The second stage of the Delta II is powered by an Aerojet AJ10-118K engine, which burns a combination of Aerozine 50 (a 50/50 mix of hydrazine and unsymmetric dimethyl-hydrazine) and nitrogen tetroxide (N2O4) oxidizer. These fuels burn automatically when mixed, without a need for any lighters or igniters.

Stage II is restartable, and fires twice. The first burn occurs during the final portion of the boost phase and is used to insert the second and third stage spacecraft stack into a low Earth orbit. The second stage is programmed to shut itself off once the rocket and spacecraft are in orbit around Earth.

The rocket and spacecraft orbit Earth until it arrives at just the right spot that lines up on the correct path to depart for Mars. Once the spacecraft is at the right angle, the second stage engine re-fires. This short re-firing of the second stage engine provides the final alignment and velocity for the third stage and MER spacecraft.
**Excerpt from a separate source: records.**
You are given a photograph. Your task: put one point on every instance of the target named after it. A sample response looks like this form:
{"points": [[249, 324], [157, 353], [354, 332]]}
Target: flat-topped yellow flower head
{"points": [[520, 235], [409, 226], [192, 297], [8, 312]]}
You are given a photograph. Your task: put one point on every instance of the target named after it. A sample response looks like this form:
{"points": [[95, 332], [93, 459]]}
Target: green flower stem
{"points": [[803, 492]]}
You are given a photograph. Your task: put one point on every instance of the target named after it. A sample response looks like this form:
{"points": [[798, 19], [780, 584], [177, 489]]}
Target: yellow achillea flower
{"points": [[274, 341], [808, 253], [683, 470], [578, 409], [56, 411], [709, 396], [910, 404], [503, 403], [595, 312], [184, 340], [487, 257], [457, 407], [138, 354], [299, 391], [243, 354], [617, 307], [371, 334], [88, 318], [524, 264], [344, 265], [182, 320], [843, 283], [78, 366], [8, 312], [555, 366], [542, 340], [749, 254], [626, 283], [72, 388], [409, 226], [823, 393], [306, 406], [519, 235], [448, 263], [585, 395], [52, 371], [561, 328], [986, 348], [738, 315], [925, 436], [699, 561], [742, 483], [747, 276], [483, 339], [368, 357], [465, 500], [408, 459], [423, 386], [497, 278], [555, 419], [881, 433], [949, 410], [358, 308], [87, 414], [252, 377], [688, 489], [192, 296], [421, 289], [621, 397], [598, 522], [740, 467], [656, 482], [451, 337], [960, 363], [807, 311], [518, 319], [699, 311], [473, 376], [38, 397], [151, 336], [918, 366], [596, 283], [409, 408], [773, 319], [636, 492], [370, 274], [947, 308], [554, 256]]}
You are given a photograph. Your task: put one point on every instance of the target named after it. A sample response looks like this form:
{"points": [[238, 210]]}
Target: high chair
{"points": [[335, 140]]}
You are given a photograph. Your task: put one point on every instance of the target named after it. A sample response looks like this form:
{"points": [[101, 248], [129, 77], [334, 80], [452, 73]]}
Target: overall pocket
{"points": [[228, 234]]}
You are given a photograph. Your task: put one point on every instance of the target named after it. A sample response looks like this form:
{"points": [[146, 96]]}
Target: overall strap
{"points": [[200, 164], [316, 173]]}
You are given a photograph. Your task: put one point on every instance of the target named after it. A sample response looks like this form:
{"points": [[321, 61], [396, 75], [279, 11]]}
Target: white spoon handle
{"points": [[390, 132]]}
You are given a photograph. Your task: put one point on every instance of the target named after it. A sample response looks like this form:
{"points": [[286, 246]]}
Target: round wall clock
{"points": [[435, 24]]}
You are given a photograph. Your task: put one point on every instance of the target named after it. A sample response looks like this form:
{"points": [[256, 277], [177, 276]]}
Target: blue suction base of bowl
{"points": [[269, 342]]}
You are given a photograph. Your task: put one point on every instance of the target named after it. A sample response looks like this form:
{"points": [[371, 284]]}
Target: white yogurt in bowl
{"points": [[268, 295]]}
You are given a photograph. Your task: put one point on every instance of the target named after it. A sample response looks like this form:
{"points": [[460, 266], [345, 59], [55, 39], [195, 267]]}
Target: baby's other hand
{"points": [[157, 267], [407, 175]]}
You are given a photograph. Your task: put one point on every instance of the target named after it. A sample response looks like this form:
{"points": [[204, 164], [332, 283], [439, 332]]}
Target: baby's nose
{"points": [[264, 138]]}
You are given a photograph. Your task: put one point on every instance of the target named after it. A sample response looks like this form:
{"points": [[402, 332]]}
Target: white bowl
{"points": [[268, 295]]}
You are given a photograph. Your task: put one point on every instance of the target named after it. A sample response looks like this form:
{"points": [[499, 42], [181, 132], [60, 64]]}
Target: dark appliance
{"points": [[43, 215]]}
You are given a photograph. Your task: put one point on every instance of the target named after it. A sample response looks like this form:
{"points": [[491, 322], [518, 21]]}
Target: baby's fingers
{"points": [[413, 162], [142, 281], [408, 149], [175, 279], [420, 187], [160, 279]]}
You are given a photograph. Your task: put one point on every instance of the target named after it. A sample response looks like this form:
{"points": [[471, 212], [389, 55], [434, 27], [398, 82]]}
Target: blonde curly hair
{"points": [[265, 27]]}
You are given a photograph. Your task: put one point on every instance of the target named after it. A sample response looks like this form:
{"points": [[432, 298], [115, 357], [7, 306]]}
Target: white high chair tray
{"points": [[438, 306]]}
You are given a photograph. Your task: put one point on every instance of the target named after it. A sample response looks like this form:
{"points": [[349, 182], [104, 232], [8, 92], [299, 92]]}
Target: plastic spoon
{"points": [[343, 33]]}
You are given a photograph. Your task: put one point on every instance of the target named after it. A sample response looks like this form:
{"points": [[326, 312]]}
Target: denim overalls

Keeping the Spacecraft in the Right Position

To keep the spacecraft in the right position, the second stage engine, like the first stage engine, slides back and forth on large, straight gimbals through hydraulic pressure (by a fluid under pressure). Gimbals are devices that keep objects suspended in a horizontal plane regardless of motion by the use of two rings mounted on axes at right angles to each other. Gimbals work in conjunction with gyroscopes that spin like tops. The gyroscopes note their own spin. If they they are getting out of balance, they signal the gimbals to move. Just as you would move your hand to balance a tall broom handle on the middle of your palm, the engine slides back and forth on the gimbals to provide two different kinds of control during flight: pitch (up and down) and yaw (right and left).

To control any spinning of the second stage, a cold nitrogen gas system provides roll control during powered flight. When the second stage engine also shuts down for a while, this gas jet system can direct the second stage stack in all directions: up, down, right, left, roll clockwise, or roll counterclockwise. This ability allows what is known as "three-axis attitude control."

The inertial flight control assembly (RIFCA) avionics system uses data from ring laser gyros and accelerometers to perform the onboard navigation, guidance, and sequencing functions. This system is essentially the brains of the rocket. It senses accelerations and judges them against pre-programmed values. If the data is different from what was expected, it issues commands to get the rocket back on the correct path. Two of these control assemblies are on the rocket just in case one malfunctions. This backup system helps enhance mission assurance during a critical phase of the mission.